I understand your preference for insuring the disasters while paying for small stuff out of pocket. It would help control some of the costs and would eliminate a considerable amount of unnecessary testing.
The downside to your suggestion is that it's hard to have that approach and encourage preventive medicine (aside from vaccinations, which could be separate category).
The problem is that it is difficult for individuals to distinguish between important preventive actions such as the investigation of minor but persistent problems and the more frivolous use of one's insurance to check out minor annoyances. Out of pocket payments tend to discourage both.
I don't have a good solution for this dilemma by the way. In fact, if Obama came out with a universal catastropic policy that also improved support for people in poverty but left it to people not in poverty to arrange for insurance to cover the smaller stuff (or to pay for it out of pocket) I could imagine supporting it.
It would not be perfect, but what is?
Mike A Mainello - 2/9/2009
After I left my comment and continued my evening reading I stumbled upon this editorial in the Wall Street Journal on Canadian health care.
Food for thought.
Free markets work, when allowed to work.
Mike A Mainello - 2/9/2009
You might be surprised, but I enjoyed your article on European Health Care. When we lived in Germany, we were impressed with portions of their health care system.

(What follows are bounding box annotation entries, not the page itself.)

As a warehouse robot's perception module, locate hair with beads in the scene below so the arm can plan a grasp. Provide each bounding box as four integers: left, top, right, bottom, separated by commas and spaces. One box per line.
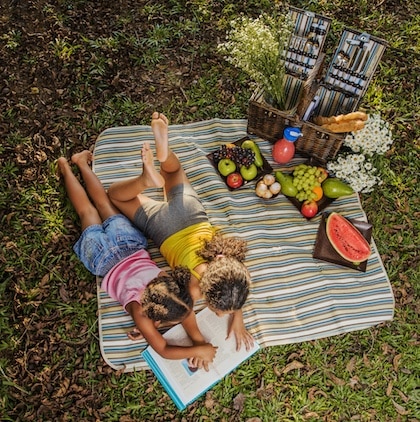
140, 267, 193, 322
199, 234, 251, 311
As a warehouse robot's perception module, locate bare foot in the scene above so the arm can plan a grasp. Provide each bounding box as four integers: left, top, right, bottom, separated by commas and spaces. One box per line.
151, 111, 169, 163
141, 142, 165, 188
71, 149, 93, 166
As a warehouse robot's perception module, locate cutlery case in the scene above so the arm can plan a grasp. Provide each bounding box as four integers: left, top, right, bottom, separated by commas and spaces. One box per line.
247, 7, 387, 163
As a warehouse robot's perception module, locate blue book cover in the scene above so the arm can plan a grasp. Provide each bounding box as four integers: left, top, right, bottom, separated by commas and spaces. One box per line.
142, 308, 260, 410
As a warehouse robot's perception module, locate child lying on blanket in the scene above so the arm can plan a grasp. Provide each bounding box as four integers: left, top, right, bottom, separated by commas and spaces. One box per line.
108, 112, 253, 350
57, 151, 217, 370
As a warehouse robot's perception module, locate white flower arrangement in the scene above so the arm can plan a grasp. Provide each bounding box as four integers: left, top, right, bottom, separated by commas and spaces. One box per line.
327, 114, 393, 193
217, 14, 292, 109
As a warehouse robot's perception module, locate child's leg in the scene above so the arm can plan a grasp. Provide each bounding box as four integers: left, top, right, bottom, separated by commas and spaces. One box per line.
57, 157, 102, 230
151, 111, 189, 192
108, 142, 165, 220
71, 150, 119, 221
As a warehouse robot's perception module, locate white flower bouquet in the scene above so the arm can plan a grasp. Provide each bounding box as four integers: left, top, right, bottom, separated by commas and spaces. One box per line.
327, 114, 393, 193
218, 14, 293, 110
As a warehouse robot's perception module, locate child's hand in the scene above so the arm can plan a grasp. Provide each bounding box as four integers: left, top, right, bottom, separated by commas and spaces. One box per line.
127, 327, 143, 341
227, 312, 254, 350
188, 343, 217, 371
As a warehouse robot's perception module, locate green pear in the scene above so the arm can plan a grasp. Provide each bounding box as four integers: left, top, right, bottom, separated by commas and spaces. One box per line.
321, 177, 354, 199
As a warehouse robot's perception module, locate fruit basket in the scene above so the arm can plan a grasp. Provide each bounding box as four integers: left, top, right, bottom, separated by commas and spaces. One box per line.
207, 136, 273, 190
313, 213, 372, 272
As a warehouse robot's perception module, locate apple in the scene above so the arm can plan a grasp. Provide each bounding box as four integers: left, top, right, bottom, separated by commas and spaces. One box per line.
318, 167, 328, 183
226, 172, 244, 189
300, 201, 318, 218
240, 164, 258, 180
217, 158, 236, 176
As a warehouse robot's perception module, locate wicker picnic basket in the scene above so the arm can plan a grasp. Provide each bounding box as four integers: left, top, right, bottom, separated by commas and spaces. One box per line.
247, 8, 387, 163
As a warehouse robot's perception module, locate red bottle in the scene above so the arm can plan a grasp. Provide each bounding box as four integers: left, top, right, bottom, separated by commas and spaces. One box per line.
273, 127, 302, 164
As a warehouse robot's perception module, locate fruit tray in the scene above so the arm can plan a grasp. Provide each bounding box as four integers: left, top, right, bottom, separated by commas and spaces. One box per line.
206, 136, 273, 190
276, 158, 353, 220
312, 213, 372, 272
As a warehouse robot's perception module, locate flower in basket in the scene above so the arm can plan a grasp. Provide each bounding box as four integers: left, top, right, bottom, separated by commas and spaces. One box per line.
218, 14, 293, 110
327, 114, 393, 193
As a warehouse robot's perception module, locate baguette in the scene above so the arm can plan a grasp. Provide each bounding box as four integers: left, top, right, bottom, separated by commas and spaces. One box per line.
321, 120, 365, 133
314, 111, 368, 126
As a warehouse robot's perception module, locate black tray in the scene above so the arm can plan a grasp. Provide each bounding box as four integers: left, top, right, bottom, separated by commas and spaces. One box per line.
206, 136, 273, 190
313, 213, 372, 272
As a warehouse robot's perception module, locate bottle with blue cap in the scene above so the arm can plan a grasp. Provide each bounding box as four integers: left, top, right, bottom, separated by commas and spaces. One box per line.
273, 127, 303, 164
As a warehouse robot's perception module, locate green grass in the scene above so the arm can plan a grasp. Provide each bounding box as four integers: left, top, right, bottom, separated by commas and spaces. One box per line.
0, 0, 420, 422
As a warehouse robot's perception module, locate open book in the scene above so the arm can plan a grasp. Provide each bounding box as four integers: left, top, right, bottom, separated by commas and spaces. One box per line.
142, 308, 260, 410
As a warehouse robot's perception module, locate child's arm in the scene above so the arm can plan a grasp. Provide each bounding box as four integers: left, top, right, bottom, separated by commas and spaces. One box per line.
126, 302, 217, 371
228, 309, 254, 350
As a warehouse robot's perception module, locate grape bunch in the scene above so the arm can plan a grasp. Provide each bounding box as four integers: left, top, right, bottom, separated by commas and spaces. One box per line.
213, 144, 255, 167
293, 164, 327, 201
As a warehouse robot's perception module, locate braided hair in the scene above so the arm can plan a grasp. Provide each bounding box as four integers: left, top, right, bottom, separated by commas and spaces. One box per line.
198, 234, 251, 311
140, 267, 193, 322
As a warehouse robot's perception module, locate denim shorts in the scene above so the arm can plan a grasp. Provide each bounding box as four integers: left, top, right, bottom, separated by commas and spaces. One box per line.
73, 214, 147, 277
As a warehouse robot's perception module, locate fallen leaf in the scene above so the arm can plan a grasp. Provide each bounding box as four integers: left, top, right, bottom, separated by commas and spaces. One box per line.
283, 360, 304, 374
392, 354, 402, 372
327, 372, 346, 385
233, 393, 245, 412
346, 356, 356, 374
385, 381, 394, 397
392, 400, 410, 416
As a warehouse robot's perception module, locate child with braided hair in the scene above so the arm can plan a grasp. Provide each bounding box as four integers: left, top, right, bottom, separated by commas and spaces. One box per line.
57, 151, 217, 370
108, 112, 253, 350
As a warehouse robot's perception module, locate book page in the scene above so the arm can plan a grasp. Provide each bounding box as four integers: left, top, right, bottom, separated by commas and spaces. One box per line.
143, 308, 259, 407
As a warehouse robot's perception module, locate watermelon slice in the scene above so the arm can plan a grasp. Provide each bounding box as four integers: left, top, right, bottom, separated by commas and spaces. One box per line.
325, 212, 371, 265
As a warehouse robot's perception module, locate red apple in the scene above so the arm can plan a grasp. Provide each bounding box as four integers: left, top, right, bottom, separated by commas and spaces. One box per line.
226, 172, 244, 189
300, 201, 318, 218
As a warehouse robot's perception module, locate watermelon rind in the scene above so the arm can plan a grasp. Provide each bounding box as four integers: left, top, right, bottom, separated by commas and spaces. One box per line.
325, 212, 371, 265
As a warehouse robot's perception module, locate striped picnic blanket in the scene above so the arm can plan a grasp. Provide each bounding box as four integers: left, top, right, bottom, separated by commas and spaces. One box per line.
94, 119, 394, 371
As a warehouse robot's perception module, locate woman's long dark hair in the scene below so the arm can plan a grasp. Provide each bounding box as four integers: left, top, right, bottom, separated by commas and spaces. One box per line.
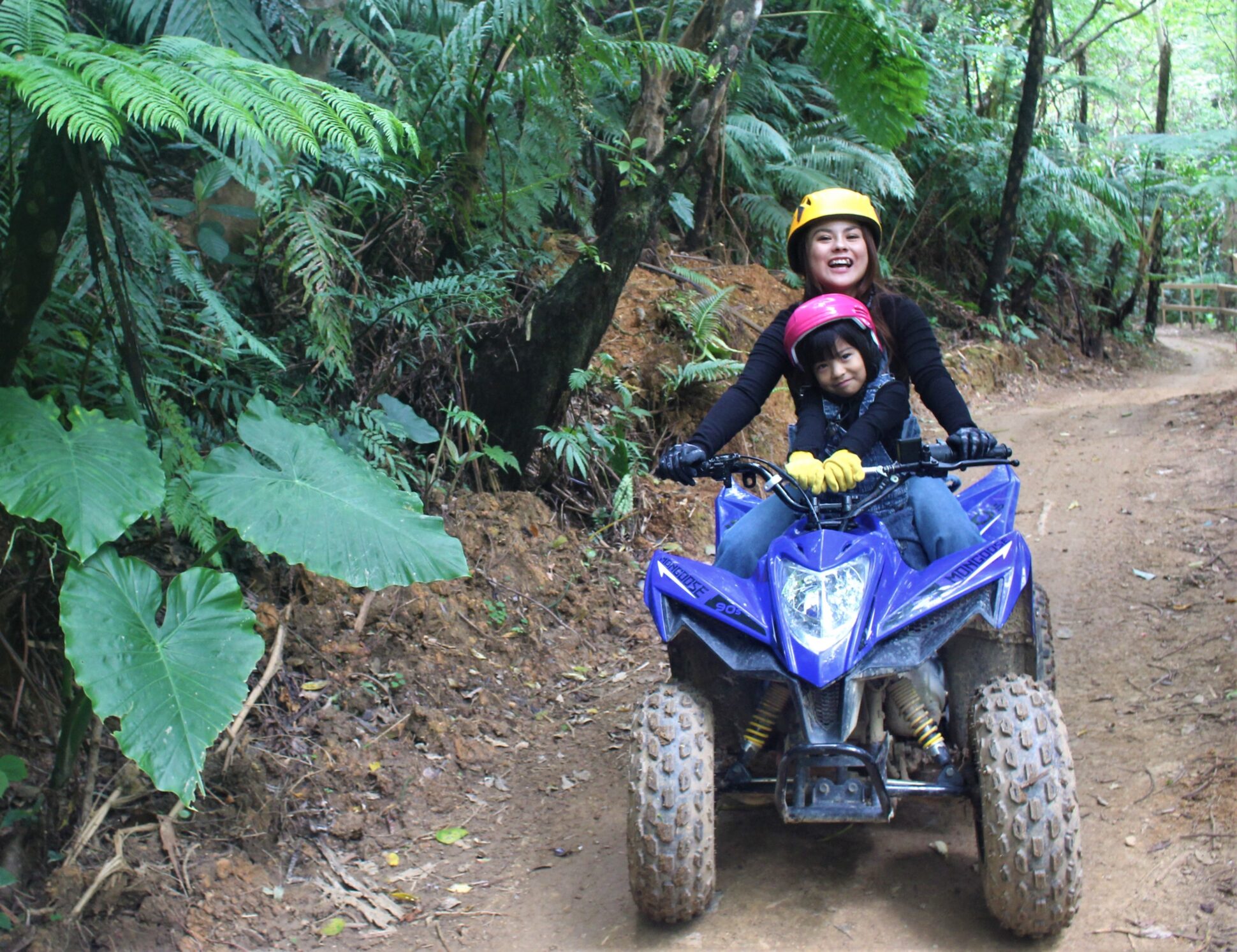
803, 219, 898, 374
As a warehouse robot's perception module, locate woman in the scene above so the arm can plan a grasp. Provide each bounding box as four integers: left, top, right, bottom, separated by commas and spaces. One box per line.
657, 188, 997, 577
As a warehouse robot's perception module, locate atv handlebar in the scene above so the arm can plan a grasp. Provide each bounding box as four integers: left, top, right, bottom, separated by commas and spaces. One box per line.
695, 441, 1018, 528
863, 440, 1018, 476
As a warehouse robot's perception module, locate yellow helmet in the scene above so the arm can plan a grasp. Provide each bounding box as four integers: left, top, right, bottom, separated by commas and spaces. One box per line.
786, 188, 881, 274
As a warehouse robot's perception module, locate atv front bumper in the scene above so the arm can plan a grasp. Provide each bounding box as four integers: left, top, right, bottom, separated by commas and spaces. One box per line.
730, 743, 969, 823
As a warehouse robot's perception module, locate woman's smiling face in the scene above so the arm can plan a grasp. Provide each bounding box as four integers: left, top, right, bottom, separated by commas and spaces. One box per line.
808, 219, 868, 294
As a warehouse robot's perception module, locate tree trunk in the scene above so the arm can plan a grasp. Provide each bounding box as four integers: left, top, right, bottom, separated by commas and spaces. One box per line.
467, 0, 762, 466
687, 106, 726, 251
0, 121, 78, 386
979, 0, 1051, 316
1143, 24, 1173, 337
1009, 225, 1060, 314
1078, 50, 1088, 151
1095, 238, 1125, 330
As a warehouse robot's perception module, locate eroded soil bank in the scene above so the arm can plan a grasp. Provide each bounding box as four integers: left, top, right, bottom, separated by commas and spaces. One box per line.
13, 321, 1237, 952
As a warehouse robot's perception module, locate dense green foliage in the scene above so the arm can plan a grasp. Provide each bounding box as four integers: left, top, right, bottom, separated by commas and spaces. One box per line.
0, 0, 1237, 830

First, everyone in America has access to emergency health care. Just as your wife was treated so would any American or foreign national visiting our country.
The problem as I see it, is that government (both state and federal) is removing the incentive for people to obtain health insurance. As governments mandate more and more coverage of insurance companies and reduce cross state competition then prices go up.
If the government set basic rules for insurance companies to operate and got out of the mandate business, more people would be covered.
I wish we would get rid of all insurance for routine care - coughs, colds, sniffs, sneezes - and mandate insurance coverage for expensive treatment, i.e. your wife's gallstones.
Just like you can go to many places to get your car fixed (without making an insurance claim), you should be able to go and pay out of your pocket to get minor problems fixed.
The government should set standards, enforce them and get out of the delivery of health care and insurance. Unfortunately, people know they can get access emergency room coverage and make the choice not to get insurance coverage.